Sean C. Morgan
Megan Moser, eighth grade, will travel to Washington, D.C., in March to participate in the World Leadership Forum.
She joins a select group of students from March 8-14 to earn high school credit while studying leadership and exploring some of the United States’ most prominent monuments and institutions.
From Capitol Hill to the Smithsonian Institute and colonial Williamsburg to the National Museum of American History, Moser will examine the characteristics of American leadership during times of national challenge and prosperity.
Forum delegates, sixth through eighth grade, will also participate in small-group discussions and exercises to experience first-hand how successful leaders develop strategies, make decisions, build consensus and foster change.
Moser was nominated based on outstanding scholastic merit, civic involvement and leadership potential.
“The reason I nominated her is she’s a great student, very mature, and she’s very focused on her studies,” Sweet Home Junior High teacher Colleen Henry said. “I was so impressed with her when she was a seventh grader. She was the first one that popped into my mind. She’s a very smart student, but she doesn’t take that for granted. She works extra hard and participates 100 percent in all of her assignments.”
The program will help her develop her leadership skills and get her out of Sweet Home where she can see much more, meat other leadership and academically minded students.
“It’s good to see the world and how your education can help change the world,” Henry said.

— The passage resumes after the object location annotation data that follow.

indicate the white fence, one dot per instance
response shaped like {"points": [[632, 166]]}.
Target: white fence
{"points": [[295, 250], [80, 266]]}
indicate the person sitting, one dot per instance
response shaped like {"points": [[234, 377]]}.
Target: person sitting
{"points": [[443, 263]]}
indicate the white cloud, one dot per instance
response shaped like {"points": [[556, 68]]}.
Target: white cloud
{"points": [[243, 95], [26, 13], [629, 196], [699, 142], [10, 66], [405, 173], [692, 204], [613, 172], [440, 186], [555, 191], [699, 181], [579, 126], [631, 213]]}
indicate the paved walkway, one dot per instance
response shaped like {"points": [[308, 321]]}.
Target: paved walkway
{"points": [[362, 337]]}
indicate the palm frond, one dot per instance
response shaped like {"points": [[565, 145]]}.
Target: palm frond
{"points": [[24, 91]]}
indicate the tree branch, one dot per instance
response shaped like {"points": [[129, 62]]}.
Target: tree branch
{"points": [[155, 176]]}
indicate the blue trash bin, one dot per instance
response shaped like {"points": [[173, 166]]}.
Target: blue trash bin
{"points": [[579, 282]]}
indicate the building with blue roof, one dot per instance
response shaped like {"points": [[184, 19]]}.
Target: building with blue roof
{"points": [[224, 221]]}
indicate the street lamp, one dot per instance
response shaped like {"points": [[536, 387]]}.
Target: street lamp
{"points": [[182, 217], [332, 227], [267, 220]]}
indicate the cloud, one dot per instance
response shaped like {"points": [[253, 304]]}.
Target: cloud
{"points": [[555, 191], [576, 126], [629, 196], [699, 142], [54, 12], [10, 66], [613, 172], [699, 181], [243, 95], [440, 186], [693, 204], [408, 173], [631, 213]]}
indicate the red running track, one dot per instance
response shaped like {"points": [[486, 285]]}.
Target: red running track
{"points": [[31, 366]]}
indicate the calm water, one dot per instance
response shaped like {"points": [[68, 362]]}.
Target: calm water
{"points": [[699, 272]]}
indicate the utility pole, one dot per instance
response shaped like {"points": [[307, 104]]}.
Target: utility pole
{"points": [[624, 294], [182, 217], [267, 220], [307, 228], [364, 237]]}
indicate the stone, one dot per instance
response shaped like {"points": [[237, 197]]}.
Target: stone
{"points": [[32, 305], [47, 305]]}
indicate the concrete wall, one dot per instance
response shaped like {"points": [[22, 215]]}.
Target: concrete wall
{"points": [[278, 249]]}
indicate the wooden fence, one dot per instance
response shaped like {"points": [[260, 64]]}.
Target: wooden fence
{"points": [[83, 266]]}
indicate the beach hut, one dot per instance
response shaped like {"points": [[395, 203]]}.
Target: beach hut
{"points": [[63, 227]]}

“I get to go, and I get to stay for a week and interact with students from around the country,” Moser said.
They will debate policies and current events, her mother, Catherine Moser, said. They will look at events ranging from the Civil War to Vietnam and the American civil rights movement.
Moser is looking forward to seeing Washington, D.C.
“I’ve been down the West Coast and to Canada, Mexico and Hawaii,” she said. “Someone told me it would take more than a week to get to see the Smithsonian.”
Moser has been especially interested in government and politics and has ideas about the way things should be.
“I think that with the way the president is elected, it should be more of the popular vote rather than the Electoral College,” Moser said. “I would love to be the first woman president. That would be awesome, but I think I might have to stick with something lower on the totem pole.
“I think it’s very interesting. I like fighting for people. I just like serving the people and giving them what they want. Some people don’t get everything they need in small towns and poverty-stricken areas.”
Moser also has considered becoming a lawyer or even a judge, she said. “I like having the final say,” mischievously adding, “But that doesn’t happen at home.”
The program is coordinated by People to People Student Ambassador Programs to fulfill the vision Dwight D. Eisenhower had for fostering world citizenship when he founded the organization during his presidency in 1956.
Moser is trying to raise $4,000 for the trip. Donation jars are in lace at Santiam Feed and Les Schwab Tire Center, and Wells Fargo has an account set up for Moser. Riverside Christian Church is helping, and Ted and Rogene Stock have donated $300 so far for the trip.